Gosto de ir retirando a perfeição aos livros. De deixar tatuados nas páginas os grãos de areia, que trazemos nos dedos, depois de um banho de mar. De deixar que a praia aconteça no livro. De deixar que pequenos carreiros de areia se vão acumulando no centro, a rechear a lombada, a marcar a minha leitura descuidada. De deixar cair sobre as margens, escorrendo pelo rosto e cabelos encharcados, gotas de água que vão salgando as personagens, dando-lhes sede, tornando a história sedenta de outras histórias, enquanto as páginas se enchem de círculos que amolecem e amarrotam o papel, aumentando o drama daquela folha acidentada.
Gosto de ver o livro húmido e ondulado, semiaberto quando o fecho e o abandono, como uma ameijoa indecisa e cautelosa, a deixar entrever o seu interior, a convidar-nos a abri-lo de novo.
Gosto da ponta das capas partindo-se, ganhando rugas brancas que quebram a fotografia imaculada e brilhante, do cheiro a maresia que as palavras do meu livro vão inspirando, em suaves inalações de gotas minúsculas, junto à rebentação das ondas.

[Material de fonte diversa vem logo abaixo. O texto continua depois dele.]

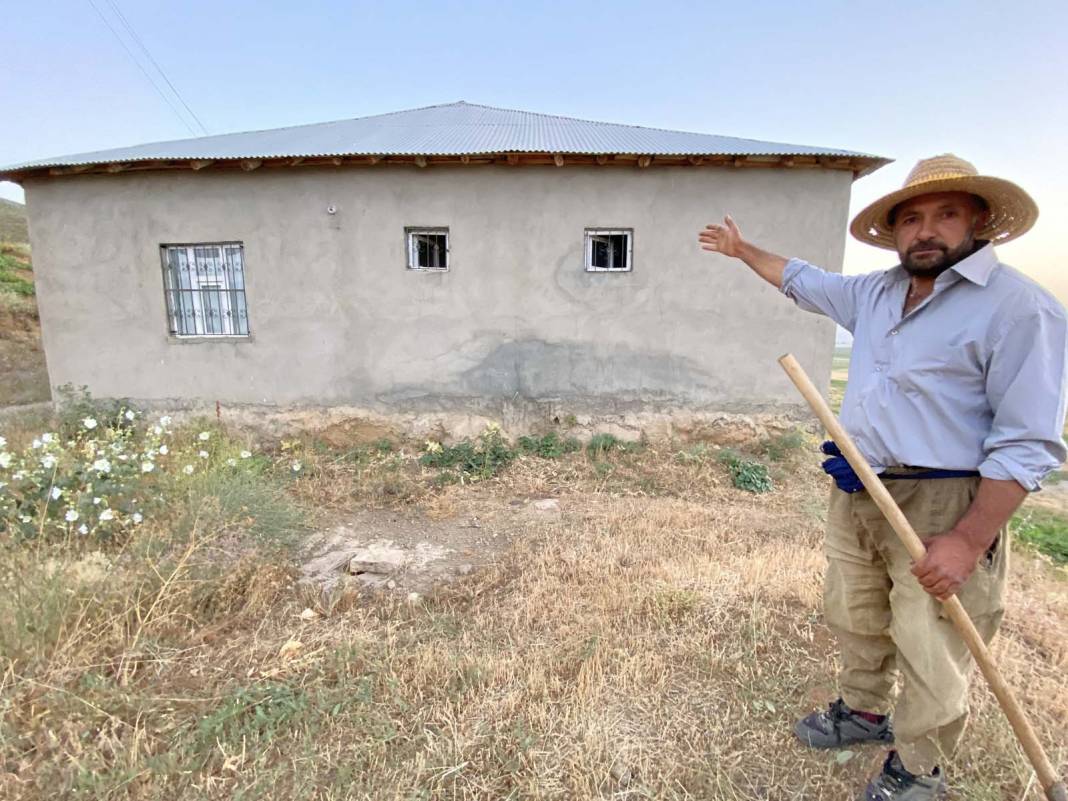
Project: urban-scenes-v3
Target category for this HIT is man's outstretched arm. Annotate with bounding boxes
[697,215,787,289]
[697,215,864,331]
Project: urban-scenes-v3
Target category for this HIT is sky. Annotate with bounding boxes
[0,0,1068,304]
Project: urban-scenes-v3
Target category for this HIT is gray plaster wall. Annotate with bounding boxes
[26,166,851,411]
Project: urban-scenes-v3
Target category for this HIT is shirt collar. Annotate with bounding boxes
[886,242,998,286]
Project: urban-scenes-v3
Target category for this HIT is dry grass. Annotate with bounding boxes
[0,422,1068,801]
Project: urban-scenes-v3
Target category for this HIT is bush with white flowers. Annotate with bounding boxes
[0,408,172,540]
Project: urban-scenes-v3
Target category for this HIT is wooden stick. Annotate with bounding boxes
[779,354,1068,801]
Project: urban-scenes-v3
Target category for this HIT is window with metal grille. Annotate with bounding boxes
[160,242,249,336]
[405,229,449,270]
[586,229,634,272]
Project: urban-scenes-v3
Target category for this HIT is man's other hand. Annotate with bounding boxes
[697,215,742,258]
[912,531,979,601]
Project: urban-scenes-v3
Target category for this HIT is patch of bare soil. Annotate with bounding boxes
[300,498,562,597]
[0,301,51,407]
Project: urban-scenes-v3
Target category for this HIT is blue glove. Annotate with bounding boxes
[819,440,864,494]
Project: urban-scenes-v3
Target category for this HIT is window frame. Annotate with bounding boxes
[404,225,453,272]
[582,227,634,272]
[159,239,252,342]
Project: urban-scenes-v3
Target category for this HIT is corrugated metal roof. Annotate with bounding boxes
[0,101,886,174]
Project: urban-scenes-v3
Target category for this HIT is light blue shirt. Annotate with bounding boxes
[782,245,1068,490]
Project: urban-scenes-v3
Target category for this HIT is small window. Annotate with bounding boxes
[405,229,449,270]
[586,229,634,272]
[160,242,249,336]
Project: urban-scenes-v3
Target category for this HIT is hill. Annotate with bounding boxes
[0,198,30,242]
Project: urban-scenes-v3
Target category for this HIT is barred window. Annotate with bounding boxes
[405,229,449,270]
[585,229,633,272]
[160,242,249,336]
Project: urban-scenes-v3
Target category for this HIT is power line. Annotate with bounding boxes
[108,0,208,134]
[89,0,197,136]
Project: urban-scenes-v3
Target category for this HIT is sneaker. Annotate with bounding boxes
[857,751,946,801]
[794,698,894,749]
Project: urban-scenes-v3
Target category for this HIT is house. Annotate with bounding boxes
[0,103,886,435]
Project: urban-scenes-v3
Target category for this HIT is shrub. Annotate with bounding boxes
[0,407,164,541]
[419,423,516,483]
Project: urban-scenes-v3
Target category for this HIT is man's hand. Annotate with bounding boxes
[697,215,743,258]
[912,531,981,601]
[697,215,786,287]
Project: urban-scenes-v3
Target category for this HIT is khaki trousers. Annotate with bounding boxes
[823,468,1009,773]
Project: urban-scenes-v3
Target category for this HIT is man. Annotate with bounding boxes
[698,155,1068,801]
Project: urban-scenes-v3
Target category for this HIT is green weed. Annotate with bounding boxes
[1012,509,1068,565]
[719,449,774,493]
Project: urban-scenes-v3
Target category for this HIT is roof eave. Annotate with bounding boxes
[0,151,892,183]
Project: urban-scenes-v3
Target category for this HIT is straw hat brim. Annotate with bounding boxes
[849,175,1038,250]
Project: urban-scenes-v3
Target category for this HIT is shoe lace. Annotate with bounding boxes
[879,753,916,790]
[827,698,851,737]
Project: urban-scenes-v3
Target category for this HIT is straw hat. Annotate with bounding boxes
[849,153,1038,250]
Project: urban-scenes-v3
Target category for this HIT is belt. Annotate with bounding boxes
[820,440,979,492]
[879,468,979,481]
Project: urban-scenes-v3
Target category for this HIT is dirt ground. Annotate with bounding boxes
[0,299,50,407]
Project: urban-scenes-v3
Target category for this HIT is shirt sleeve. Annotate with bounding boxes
[979,309,1068,491]
[782,258,864,333]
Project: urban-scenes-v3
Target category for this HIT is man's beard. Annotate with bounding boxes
[898,236,976,278]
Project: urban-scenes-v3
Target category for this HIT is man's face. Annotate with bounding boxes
[894,192,987,278]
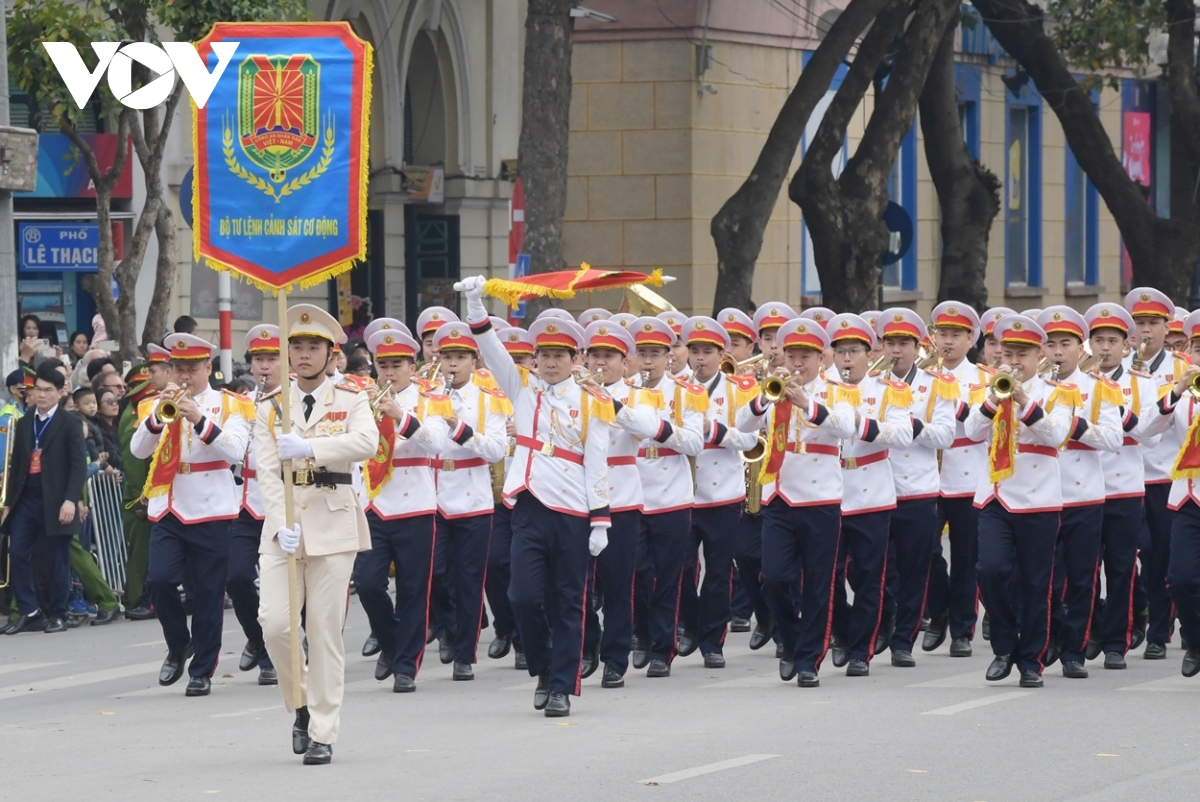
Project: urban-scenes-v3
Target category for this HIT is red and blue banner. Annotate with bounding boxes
[192,22,372,289]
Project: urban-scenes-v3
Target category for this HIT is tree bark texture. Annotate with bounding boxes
[709,0,888,315]
[918,13,1002,312]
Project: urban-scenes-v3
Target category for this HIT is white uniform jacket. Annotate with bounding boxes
[470,319,613,527]
[695,372,758,507]
[637,373,708,515]
[888,366,960,499]
[941,359,992,498]
[433,376,509,519]
[841,376,913,515]
[1058,369,1123,507]
[130,387,253,523]
[966,377,1073,513]
[738,377,854,507]
[359,384,450,521]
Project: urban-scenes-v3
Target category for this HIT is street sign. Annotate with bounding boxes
[18,223,100,273]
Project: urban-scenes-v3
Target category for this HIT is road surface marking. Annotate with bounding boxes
[922,690,1031,716]
[637,755,779,785]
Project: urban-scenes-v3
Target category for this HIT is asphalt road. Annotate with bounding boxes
[0,599,1200,802]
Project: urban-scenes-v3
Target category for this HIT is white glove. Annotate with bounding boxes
[454,276,487,323]
[275,523,300,555]
[588,526,608,557]
[276,432,312,460]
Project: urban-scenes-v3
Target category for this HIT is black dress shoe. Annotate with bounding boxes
[533,671,550,710]
[91,610,116,627]
[646,660,671,680]
[600,664,625,688]
[1062,660,1087,680]
[158,644,192,686]
[487,635,512,660]
[376,652,391,682]
[920,614,949,652]
[679,629,700,657]
[829,635,850,669]
[238,644,265,671]
[184,677,212,696]
[125,604,155,621]
[304,741,334,766]
[986,654,1013,682]
[750,621,770,652]
[630,638,650,671]
[545,690,571,718]
[1021,669,1045,688]
[292,707,308,755]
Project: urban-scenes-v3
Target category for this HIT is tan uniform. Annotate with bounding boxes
[254,379,379,743]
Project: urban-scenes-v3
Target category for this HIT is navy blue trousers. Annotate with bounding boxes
[146,513,229,677]
[226,509,272,668]
[762,497,841,671]
[583,509,642,676]
[1050,504,1104,663]
[1097,497,1145,654]
[509,492,592,695]
[925,496,979,639]
[429,513,492,664]
[679,502,743,654]
[979,501,1058,674]
[635,509,691,663]
[1141,481,1175,644]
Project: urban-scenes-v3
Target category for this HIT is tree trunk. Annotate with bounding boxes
[517,0,575,278]
[709,0,888,313]
[974,0,1200,300]
[918,13,1002,312]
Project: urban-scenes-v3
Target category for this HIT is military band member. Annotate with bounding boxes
[630,317,708,677]
[226,323,281,686]
[354,328,452,693]
[1038,306,1124,680]
[433,321,508,681]
[826,315,913,677]
[920,301,995,657]
[461,277,614,718]
[130,334,254,696]
[1124,287,1187,660]
[875,309,960,668]
[966,315,1070,688]
[679,317,758,669]
[738,318,857,688]
[254,304,379,765]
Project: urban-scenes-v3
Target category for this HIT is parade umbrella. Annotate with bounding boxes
[484,262,671,309]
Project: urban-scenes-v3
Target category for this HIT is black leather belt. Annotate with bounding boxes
[285,468,353,490]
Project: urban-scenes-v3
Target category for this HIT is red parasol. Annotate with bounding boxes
[484,262,664,309]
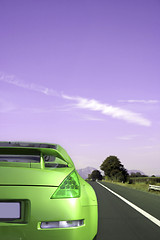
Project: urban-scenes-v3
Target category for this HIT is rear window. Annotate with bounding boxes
[0,155,40,163]
[43,155,68,168]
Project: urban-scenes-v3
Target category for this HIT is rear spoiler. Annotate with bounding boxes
[0,147,73,166]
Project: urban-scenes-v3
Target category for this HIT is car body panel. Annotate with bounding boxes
[0,143,98,240]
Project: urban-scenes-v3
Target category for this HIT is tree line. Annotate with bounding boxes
[88,156,129,183]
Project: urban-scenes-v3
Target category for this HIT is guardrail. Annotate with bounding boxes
[148,185,160,191]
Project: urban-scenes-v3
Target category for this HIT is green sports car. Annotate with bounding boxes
[0,142,98,240]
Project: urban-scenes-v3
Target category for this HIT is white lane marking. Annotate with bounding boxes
[97,182,160,227]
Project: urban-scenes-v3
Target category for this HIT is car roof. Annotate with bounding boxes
[0,142,57,149]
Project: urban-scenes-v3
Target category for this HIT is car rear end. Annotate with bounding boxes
[0,142,97,240]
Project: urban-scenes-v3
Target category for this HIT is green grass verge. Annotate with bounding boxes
[105,180,160,196]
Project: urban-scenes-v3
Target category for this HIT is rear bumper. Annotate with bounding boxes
[0,186,98,240]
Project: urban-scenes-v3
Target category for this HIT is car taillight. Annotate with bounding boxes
[51,171,80,199]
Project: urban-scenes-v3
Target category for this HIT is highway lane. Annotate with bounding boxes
[89,182,160,240]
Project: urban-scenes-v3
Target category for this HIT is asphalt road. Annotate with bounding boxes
[89,182,160,240]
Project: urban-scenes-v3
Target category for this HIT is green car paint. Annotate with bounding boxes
[0,142,98,240]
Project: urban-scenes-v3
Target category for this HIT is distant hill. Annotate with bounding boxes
[77,167,96,179]
[127,170,146,175]
[77,167,146,179]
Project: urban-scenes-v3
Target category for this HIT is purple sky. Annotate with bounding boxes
[0,0,160,175]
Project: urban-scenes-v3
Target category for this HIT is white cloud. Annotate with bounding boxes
[62,94,151,127]
[0,73,153,127]
[117,135,138,141]
[118,99,160,104]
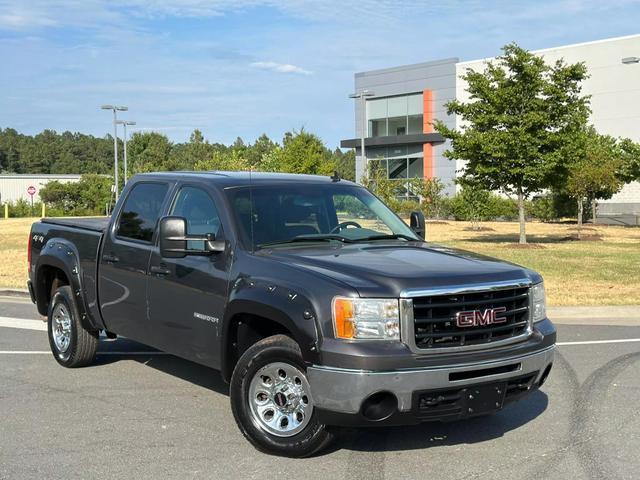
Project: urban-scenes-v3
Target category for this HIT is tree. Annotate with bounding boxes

Da toalha estendida na areia molhada, a brisa revirando as folhas, o sol a iluminar cada frase, em jogos de luz e de sombra que o meu chapéu e os meus cabelos vão cumprindo, na dança do vento.
Gosto do aroma de paz e do prazer que recupero, a cada vez que encosto o nariz às suas páginas, a recordar um certo mês de Julho ou de Agosto, um certo Setembro, uma praia, uma certa vida que levava por esses dias. No verão em que esse livro entrou nos poros salgados da minha pele.